I have neither time nor memory to describe that day; though it was very funny while it lasted, perhaps all the funnier that there was no one to share the humor of it. Everybody was great on the development of the country, and everybody made speeches. We stopped at least twenty times in the first fifteen miles to look at a seam of coal, or a field of iron, or a marble quarry (suitable for the Alhambra Palace or the new State Capitol, sir), or, at least, one of the most wonderful mineral springs of the world—only waiting the completion of Colonel Coe’s line of railroad to become another Saratoga. At all these places we got off the train, and went in a long, straggling, irregular file to inspect, Mrs. Senator Langworthy ruthlessly interrupting the repast of her youngest-born at such moments, and leaving him upon a car-seat in charge of the fireman. At the quarry or mineral spring the proprietor would take his turn in making a little stump speech, standing on the edge and gesticulating into the pool, while the rest of us stood grouped around the margin. Meantime Miss May Bruce and Raoul would go to walk in the woods; and we would hear the engine whistling wildly for us to return. It was a novel interruption to a flirtation, that railway-whistle; but everybody looked upon us amiably as we hurried down to the track; live and let live, and take your time for happiness; no schedule time, as at Salem.
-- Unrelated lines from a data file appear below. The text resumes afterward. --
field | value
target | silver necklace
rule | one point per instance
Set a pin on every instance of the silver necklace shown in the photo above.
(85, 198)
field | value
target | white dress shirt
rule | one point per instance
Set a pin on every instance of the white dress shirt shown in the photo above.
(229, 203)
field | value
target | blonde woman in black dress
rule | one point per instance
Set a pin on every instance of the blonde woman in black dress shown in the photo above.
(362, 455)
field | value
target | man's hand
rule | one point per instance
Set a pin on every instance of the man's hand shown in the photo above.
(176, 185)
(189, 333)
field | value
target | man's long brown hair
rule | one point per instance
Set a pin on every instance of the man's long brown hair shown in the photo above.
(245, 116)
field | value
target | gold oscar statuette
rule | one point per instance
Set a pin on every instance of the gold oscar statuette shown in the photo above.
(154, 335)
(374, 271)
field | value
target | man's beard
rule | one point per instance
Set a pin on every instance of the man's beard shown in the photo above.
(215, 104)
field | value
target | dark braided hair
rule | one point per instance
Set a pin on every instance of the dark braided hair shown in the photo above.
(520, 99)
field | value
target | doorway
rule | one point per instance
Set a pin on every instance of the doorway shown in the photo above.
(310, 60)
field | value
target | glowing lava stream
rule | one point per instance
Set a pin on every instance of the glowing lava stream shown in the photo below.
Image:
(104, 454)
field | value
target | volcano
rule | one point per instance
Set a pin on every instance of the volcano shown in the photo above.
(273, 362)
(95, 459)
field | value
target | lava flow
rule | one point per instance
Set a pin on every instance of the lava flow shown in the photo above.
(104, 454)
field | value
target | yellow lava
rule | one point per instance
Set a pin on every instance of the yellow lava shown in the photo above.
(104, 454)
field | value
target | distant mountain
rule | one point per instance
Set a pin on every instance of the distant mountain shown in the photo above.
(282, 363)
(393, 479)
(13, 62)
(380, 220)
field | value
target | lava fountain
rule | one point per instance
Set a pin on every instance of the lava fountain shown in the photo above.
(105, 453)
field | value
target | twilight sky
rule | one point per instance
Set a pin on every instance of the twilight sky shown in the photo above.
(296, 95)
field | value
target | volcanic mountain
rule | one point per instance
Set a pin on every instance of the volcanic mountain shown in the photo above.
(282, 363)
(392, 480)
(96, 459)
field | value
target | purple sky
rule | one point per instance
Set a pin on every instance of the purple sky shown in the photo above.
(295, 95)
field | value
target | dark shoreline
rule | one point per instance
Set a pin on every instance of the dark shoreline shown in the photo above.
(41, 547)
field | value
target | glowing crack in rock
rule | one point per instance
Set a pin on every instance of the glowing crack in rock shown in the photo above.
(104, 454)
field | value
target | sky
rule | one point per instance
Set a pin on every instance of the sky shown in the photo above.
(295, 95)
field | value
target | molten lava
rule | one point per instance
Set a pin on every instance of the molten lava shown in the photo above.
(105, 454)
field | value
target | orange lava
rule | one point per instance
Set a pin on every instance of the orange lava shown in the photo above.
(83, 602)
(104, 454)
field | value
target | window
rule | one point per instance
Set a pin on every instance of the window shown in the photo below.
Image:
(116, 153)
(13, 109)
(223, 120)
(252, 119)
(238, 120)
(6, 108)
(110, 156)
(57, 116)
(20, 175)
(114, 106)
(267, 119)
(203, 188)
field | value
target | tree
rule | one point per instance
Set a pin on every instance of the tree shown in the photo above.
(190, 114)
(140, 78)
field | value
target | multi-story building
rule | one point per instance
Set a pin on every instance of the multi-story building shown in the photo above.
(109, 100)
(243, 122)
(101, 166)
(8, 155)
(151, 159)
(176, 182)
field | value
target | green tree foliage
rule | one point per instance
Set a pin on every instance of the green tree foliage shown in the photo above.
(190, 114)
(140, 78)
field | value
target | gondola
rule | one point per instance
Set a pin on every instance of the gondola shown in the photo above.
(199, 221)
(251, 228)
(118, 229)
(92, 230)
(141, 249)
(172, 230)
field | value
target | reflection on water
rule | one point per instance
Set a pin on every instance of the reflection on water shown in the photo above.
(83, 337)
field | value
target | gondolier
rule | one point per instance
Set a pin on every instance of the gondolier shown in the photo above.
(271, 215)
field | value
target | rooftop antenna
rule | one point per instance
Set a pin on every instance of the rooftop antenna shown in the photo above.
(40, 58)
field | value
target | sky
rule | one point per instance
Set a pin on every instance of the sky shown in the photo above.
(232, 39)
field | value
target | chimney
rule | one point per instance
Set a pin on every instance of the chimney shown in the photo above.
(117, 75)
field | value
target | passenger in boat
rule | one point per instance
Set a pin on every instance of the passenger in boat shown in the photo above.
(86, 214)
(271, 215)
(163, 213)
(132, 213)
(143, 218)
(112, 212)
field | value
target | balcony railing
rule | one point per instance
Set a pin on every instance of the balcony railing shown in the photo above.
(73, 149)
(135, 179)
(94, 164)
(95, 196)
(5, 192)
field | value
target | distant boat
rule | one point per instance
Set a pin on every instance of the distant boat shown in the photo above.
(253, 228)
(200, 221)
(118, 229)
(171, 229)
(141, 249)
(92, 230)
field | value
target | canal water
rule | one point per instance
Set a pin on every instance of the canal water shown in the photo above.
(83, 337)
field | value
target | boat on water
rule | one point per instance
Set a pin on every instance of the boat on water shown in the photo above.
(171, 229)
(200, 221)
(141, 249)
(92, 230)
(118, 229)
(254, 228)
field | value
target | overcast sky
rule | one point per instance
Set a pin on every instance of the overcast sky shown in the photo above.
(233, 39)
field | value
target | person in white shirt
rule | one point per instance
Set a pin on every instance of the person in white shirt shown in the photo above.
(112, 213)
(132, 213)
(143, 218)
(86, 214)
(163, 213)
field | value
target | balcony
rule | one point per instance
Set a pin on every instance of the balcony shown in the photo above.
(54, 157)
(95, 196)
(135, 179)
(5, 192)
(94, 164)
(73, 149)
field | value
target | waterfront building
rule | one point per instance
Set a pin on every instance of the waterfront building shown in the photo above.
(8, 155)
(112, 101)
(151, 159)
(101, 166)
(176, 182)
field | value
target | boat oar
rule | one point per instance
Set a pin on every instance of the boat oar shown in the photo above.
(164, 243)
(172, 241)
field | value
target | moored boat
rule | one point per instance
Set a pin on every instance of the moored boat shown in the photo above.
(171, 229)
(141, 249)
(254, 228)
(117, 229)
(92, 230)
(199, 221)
By the hot noon we were above the river valley and winding up the folds of fir-forest that clothed the shaggy shoulders of the mountain. Engine No. 100 puffed and strained, and reeled up before us like a drunken man. We had had our dinner; the sexes began to separate, and even the Langworthy baby went to sleep. Raoul and May were riding on the engine. I left Miss Jeanie Bruce and joined the gentlemen, who were sitting cross-legged and contented in the smoking end of the car, from the glass-housed platform of which we looked already back upon the great central plain from the rising Appalachians.
“Oh, it’s a glorious country,” said “Colonel” Coe; and, I think, winked at me.
“Why, senator,” said the judge, “I have seen a corner-lot sold at Bagdad six times in one day, ’n a thousan’ dollars higher every time.”
“General,” said the senator, “do you know what the original purchase of the Bagdad Land and Investment Company aggregated—for the whole eighteen hundred acres?”
There was a silence. Everybody looked at me. It dawned upon me that I was the “general,” and I wondered why I ranked poor Coe.